Set schema may optionally define a hash key. A hash key specifies one or more user-defined fields used to hash entries into the collection. When a hash key is defined on a
Set, each set record becomes like a primary key index; records in the set can be efficiently retrieved by matching the specified hash key fields. Similarly, when a hash key is defined on a
Map, each map record becomes like an index over the keys in the key/value pairs contained in the map record.
See Hash Keys for a detailed discussion of hash keys.
Circular references are not allowed in Hollow. A type may not reference itself, either directly or transitively.
Object Memory Layout¶
LONG fields are each represented by a number of bits exactly sufficient to represent the maximum value for the field across all records.
BOOLEAN fields are represented by 32, 64, and 2 bits, respectively.
BYTES fields use a variable number of bytes for each record.
REFERENCE fields encode the ordinal of referenced records, and are represented by a number of bits exactly sufficient to encode the maximum ordinal of the referenced type. See In-memory Data Layout for more details.
Avoid Outlier Values
Try to model your data such that there aren't any outlier values for
LONG fields. Also, avoid
DOUBLE fields where possible, since these field types are relatively expensive.
Maintaining Backwards Compatibility¶
A data model will evolve over time. The following operations will not impact the interoperability between existing clients and new data:
- Adding a new type
- Removing an existing type
- Adding a new field to an existing type
- Removing an existing field from an existing type.
When adding new fields or types, existing generated client APIs will ignore the new fields, and all of the fields which existed at the time of API generation will still be visible using the same methods. When removing fields, existing generated client APIs will see null values if the methods corresponding to the removed fields are called. When removing types, existing generated client APIs will see removed types as having no records.
It is not backwards compatible to change the type of an existing field. The client behavior when calling a method corresponding to a field with a changed type is undefined.
It is not backwards compatible to change the primary key or hash key for any type.
Beyond the specification of Hollow itself, backwards compatibility often has a lot to do with the use case and semantics of the data.
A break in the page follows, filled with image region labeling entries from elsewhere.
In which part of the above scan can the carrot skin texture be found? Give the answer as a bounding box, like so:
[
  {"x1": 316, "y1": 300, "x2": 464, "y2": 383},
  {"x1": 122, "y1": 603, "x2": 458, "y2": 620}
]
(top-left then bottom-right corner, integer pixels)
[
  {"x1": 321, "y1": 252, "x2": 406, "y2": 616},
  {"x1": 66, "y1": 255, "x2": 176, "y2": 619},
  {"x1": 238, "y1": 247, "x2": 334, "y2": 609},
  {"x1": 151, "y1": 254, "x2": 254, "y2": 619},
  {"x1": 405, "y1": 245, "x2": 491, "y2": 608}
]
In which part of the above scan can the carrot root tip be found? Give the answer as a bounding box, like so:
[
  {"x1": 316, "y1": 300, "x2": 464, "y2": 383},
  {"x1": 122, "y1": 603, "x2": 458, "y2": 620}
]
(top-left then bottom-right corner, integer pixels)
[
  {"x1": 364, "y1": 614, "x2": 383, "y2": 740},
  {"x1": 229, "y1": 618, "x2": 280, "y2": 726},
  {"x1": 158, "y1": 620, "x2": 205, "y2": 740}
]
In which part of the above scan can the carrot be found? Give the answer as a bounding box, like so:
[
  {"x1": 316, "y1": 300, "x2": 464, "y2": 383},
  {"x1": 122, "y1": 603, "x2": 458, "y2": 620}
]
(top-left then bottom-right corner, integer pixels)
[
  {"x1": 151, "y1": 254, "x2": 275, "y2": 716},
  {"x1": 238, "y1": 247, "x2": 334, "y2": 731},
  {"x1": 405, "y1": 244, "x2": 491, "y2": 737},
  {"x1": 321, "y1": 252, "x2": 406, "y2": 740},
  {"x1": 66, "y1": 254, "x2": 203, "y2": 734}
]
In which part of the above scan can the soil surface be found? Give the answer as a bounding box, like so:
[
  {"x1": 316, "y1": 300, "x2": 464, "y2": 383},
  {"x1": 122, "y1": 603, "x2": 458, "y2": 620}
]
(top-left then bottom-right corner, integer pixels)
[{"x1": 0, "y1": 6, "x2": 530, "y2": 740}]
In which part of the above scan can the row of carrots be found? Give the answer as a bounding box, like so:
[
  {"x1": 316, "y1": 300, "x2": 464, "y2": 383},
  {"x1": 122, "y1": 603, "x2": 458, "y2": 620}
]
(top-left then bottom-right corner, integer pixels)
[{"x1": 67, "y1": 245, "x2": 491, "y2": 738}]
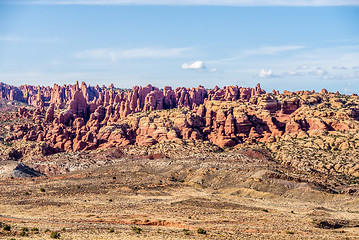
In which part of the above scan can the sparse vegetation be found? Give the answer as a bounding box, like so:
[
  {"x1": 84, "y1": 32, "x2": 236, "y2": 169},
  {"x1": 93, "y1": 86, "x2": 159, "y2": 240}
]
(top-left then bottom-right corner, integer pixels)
[
  {"x1": 197, "y1": 228, "x2": 207, "y2": 234},
  {"x1": 3, "y1": 224, "x2": 11, "y2": 231},
  {"x1": 50, "y1": 232, "x2": 60, "y2": 239},
  {"x1": 131, "y1": 226, "x2": 142, "y2": 234}
]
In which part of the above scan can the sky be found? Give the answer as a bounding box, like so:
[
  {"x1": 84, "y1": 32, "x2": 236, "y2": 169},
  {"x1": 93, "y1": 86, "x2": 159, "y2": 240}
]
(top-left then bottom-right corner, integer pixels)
[{"x1": 0, "y1": 0, "x2": 359, "y2": 94}]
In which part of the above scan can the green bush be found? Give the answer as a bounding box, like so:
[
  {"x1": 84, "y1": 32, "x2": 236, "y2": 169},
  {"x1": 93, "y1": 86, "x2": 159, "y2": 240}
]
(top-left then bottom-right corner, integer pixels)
[
  {"x1": 3, "y1": 224, "x2": 11, "y2": 231},
  {"x1": 183, "y1": 229, "x2": 189, "y2": 235},
  {"x1": 132, "y1": 226, "x2": 142, "y2": 234},
  {"x1": 197, "y1": 228, "x2": 207, "y2": 234},
  {"x1": 50, "y1": 232, "x2": 60, "y2": 239}
]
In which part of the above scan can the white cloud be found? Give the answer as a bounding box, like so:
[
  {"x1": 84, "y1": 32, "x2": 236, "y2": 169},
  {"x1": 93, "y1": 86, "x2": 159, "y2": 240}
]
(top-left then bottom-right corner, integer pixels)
[
  {"x1": 310, "y1": 67, "x2": 328, "y2": 76},
  {"x1": 333, "y1": 65, "x2": 347, "y2": 70},
  {"x1": 182, "y1": 61, "x2": 206, "y2": 70},
  {"x1": 74, "y1": 48, "x2": 189, "y2": 61},
  {"x1": 26, "y1": 0, "x2": 359, "y2": 6},
  {"x1": 258, "y1": 69, "x2": 273, "y2": 78}
]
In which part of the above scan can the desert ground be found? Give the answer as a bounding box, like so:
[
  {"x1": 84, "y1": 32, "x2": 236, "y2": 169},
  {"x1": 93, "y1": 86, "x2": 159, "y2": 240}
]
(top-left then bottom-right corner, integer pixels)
[{"x1": 0, "y1": 146, "x2": 359, "y2": 239}]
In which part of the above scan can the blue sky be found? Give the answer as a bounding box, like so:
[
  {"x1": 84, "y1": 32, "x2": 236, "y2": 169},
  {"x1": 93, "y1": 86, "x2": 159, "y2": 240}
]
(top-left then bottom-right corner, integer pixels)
[{"x1": 0, "y1": 0, "x2": 359, "y2": 94}]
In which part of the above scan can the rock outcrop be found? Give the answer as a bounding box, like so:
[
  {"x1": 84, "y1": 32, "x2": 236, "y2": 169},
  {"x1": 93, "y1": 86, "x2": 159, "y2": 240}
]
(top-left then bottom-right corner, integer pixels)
[{"x1": 4, "y1": 80, "x2": 359, "y2": 156}]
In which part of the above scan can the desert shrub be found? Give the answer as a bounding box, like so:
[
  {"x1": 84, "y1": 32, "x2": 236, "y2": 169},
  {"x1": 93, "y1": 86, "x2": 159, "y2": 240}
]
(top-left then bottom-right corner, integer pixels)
[
  {"x1": 50, "y1": 232, "x2": 60, "y2": 239},
  {"x1": 197, "y1": 228, "x2": 207, "y2": 234},
  {"x1": 132, "y1": 226, "x2": 142, "y2": 234},
  {"x1": 3, "y1": 224, "x2": 11, "y2": 231}
]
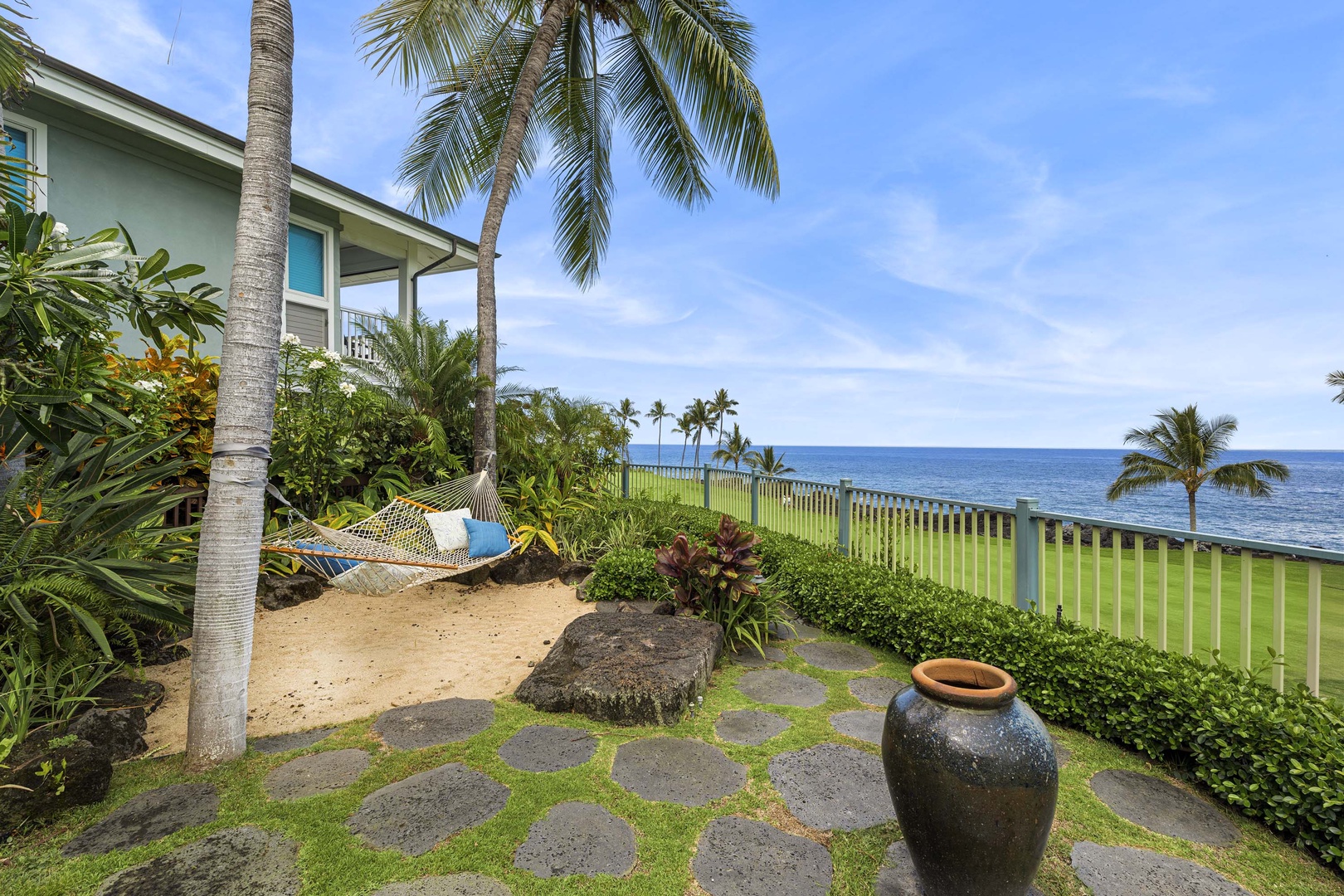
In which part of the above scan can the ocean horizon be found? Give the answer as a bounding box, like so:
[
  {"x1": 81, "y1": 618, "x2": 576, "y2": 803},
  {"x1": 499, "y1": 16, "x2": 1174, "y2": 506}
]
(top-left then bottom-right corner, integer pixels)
[{"x1": 631, "y1": 442, "x2": 1344, "y2": 551}]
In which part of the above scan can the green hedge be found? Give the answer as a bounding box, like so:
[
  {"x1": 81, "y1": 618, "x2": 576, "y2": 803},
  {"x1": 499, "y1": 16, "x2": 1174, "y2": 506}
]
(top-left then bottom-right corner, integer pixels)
[{"x1": 594, "y1": 505, "x2": 1344, "y2": 868}]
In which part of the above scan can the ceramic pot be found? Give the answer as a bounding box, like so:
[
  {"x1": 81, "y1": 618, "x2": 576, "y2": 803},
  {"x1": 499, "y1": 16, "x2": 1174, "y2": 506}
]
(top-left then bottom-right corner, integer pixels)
[{"x1": 882, "y1": 660, "x2": 1059, "y2": 896}]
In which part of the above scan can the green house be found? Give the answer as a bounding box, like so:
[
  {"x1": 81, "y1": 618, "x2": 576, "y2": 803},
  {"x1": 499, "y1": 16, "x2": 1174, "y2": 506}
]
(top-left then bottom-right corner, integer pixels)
[{"x1": 4, "y1": 56, "x2": 475, "y2": 358}]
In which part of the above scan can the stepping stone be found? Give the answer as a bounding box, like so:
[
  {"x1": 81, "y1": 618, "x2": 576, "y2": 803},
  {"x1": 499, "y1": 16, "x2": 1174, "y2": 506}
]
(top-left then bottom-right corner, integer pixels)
[
  {"x1": 611, "y1": 738, "x2": 747, "y2": 806},
  {"x1": 874, "y1": 840, "x2": 1045, "y2": 896},
  {"x1": 373, "y1": 697, "x2": 494, "y2": 750},
  {"x1": 345, "y1": 762, "x2": 509, "y2": 855},
  {"x1": 61, "y1": 785, "x2": 219, "y2": 859},
  {"x1": 728, "y1": 645, "x2": 786, "y2": 669},
  {"x1": 793, "y1": 640, "x2": 878, "y2": 672},
  {"x1": 691, "y1": 816, "x2": 832, "y2": 896},
  {"x1": 251, "y1": 728, "x2": 336, "y2": 752},
  {"x1": 713, "y1": 709, "x2": 793, "y2": 747},
  {"x1": 1073, "y1": 840, "x2": 1251, "y2": 896},
  {"x1": 1091, "y1": 768, "x2": 1242, "y2": 846},
  {"x1": 500, "y1": 725, "x2": 597, "y2": 771},
  {"x1": 850, "y1": 675, "x2": 910, "y2": 707},
  {"x1": 514, "y1": 802, "x2": 635, "y2": 877},
  {"x1": 770, "y1": 743, "x2": 897, "y2": 830},
  {"x1": 373, "y1": 872, "x2": 514, "y2": 896},
  {"x1": 373, "y1": 872, "x2": 514, "y2": 896},
  {"x1": 98, "y1": 827, "x2": 299, "y2": 896},
  {"x1": 266, "y1": 750, "x2": 368, "y2": 799},
  {"x1": 830, "y1": 709, "x2": 887, "y2": 744},
  {"x1": 737, "y1": 669, "x2": 826, "y2": 708}
]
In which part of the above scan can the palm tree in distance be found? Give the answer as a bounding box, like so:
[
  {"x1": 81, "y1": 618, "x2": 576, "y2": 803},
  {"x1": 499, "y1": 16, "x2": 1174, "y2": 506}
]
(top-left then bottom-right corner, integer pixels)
[
  {"x1": 709, "y1": 390, "x2": 738, "y2": 447},
  {"x1": 644, "y1": 399, "x2": 676, "y2": 466},
  {"x1": 1106, "y1": 404, "x2": 1289, "y2": 532},
  {"x1": 358, "y1": 0, "x2": 780, "y2": 483},
  {"x1": 743, "y1": 445, "x2": 797, "y2": 475},
  {"x1": 713, "y1": 423, "x2": 752, "y2": 470}
]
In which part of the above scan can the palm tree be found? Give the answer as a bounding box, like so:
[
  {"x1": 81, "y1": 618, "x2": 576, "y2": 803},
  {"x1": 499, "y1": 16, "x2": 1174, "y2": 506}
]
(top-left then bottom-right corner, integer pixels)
[
  {"x1": 709, "y1": 390, "x2": 738, "y2": 447},
  {"x1": 359, "y1": 0, "x2": 780, "y2": 483},
  {"x1": 611, "y1": 397, "x2": 640, "y2": 464},
  {"x1": 744, "y1": 445, "x2": 797, "y2": 475},
  {"x1": 187, "y1": 0, "x2": 295, "y2": 768},
  {"x1": 713, "y1": 423, "x2": 752, "y2": 470},
  {"x1": 1106, "y1": 404, "x2": 1289, "y2": 532},
  {"x1": 644, "y1": 399, "x2": 676, "y2": 466}
]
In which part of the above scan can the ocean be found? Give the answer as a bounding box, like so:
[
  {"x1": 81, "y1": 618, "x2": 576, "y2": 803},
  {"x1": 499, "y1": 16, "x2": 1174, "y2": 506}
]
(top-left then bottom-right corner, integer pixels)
[{"x1": 631, "y1": 442, "x2": 1344, "y2": 551}]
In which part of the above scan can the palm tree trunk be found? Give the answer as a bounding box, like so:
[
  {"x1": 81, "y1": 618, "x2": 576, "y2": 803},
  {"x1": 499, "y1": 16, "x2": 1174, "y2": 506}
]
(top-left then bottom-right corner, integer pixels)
[
  {"x1": 187, "y1": 0, "x2": 295, "y2": 768},
  {"x1": 472, "y1": 0, "x2": 575, "y2": 480}
]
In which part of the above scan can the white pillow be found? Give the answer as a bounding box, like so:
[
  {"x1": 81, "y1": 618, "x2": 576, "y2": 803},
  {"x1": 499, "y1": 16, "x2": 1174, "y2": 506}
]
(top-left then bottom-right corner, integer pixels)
[{"x1": 425, "y1": 508, "x2": 472, "y2": 551}]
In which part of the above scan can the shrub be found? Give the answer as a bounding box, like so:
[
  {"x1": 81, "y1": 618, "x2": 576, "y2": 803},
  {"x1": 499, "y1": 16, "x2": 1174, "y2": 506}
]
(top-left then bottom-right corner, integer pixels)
[{"x1": 585, "y1": 548, "x2": 672, "y2": 601}]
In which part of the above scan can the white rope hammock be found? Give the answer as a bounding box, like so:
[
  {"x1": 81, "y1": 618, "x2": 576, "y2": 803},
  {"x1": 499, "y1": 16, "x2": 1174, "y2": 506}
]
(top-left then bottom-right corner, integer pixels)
[{"x1": 262, "y1": 471, "x2": 518, "y2": 595}]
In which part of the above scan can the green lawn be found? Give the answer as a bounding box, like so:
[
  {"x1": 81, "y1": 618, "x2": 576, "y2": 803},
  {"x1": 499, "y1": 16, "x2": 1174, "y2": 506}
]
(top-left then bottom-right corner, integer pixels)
[
  {"x1": 614, "y1": 470, "x2": 1344, "y2": 699},
  {"x1": 0, "y1": 631, "x2": 1344, "y2": 896}
]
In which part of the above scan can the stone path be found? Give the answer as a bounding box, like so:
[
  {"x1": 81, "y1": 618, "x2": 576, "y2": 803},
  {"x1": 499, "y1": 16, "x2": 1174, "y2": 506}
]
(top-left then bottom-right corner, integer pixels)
[
  {"x1": 373, "y1": 697, "x2": 494, "y2": 750},
  {"x1": 611, "y1": 738, "x2": 747, "y2": 806},
  {"x1": 61, "y1": 785, "x2": 219, "y2": 859},
  {"x1": 770, "y1": 743, "x2": 897, "y2": 830},
  {"x1": 850, "y1": 675, "x2": 908, "y2": 707},
  {"x1": 500, "y1": 725, "x2": 597, "y2": 771},
  {"x1": 691, "y1": 816, "x2": 832, "y2": 896},
  {"x1": 514, "y1": 802, "x2": 635, "y2": 877},
  {"x1": 830, "y1": 709, "x2": 887, "y2": 744},
  {"x1": 793, "y1": 640, "x2": 878, "y2": 672},
  {"x1": 713, "y1": 709, "x2": 793, "y2": 747},
  {"x1": 1073, "y1": 840, "x2": 1251, "y2": 896},
  {"x1": 737, "y1": 669, "x2": 826, "y2": 709},
  {"x1": 1091, "y1": 768, "x2": 1242, "y2": 846},
  {"x1": 98, "y1": 827, "x2": 299, "y2": 896},
  {"x1": 345, "y1": 762, "x2": 509, "y2": 855},
  {"x1": 266, "y1": 750, "x2": 368, "y2": 799}
]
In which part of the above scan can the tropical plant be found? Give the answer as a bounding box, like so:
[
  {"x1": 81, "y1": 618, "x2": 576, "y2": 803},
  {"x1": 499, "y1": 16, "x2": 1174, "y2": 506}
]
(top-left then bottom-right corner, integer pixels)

Hollow will always behave in the stated way for evolving data models, but it’s possible that consumers require a field which starts returning null once it gets removed. For this reason, additional caution should be exercised when removing types and fields.
Backwards-incompatible data remodeling
Every so often, it may be required or desirable to make changes to the data model which are incompatible with prior versions. In this case, an older producer, which produces the older data model, should run in parallel with the newer producer, producing the newer incompatible data model. Each producer should write its blobs to a different namespace, so that older consumers can read from the old data model, and newer consumers can read from the newer data model. Once all consumers are upgraded and reading from the newer data model, the older producer can be decommissioned.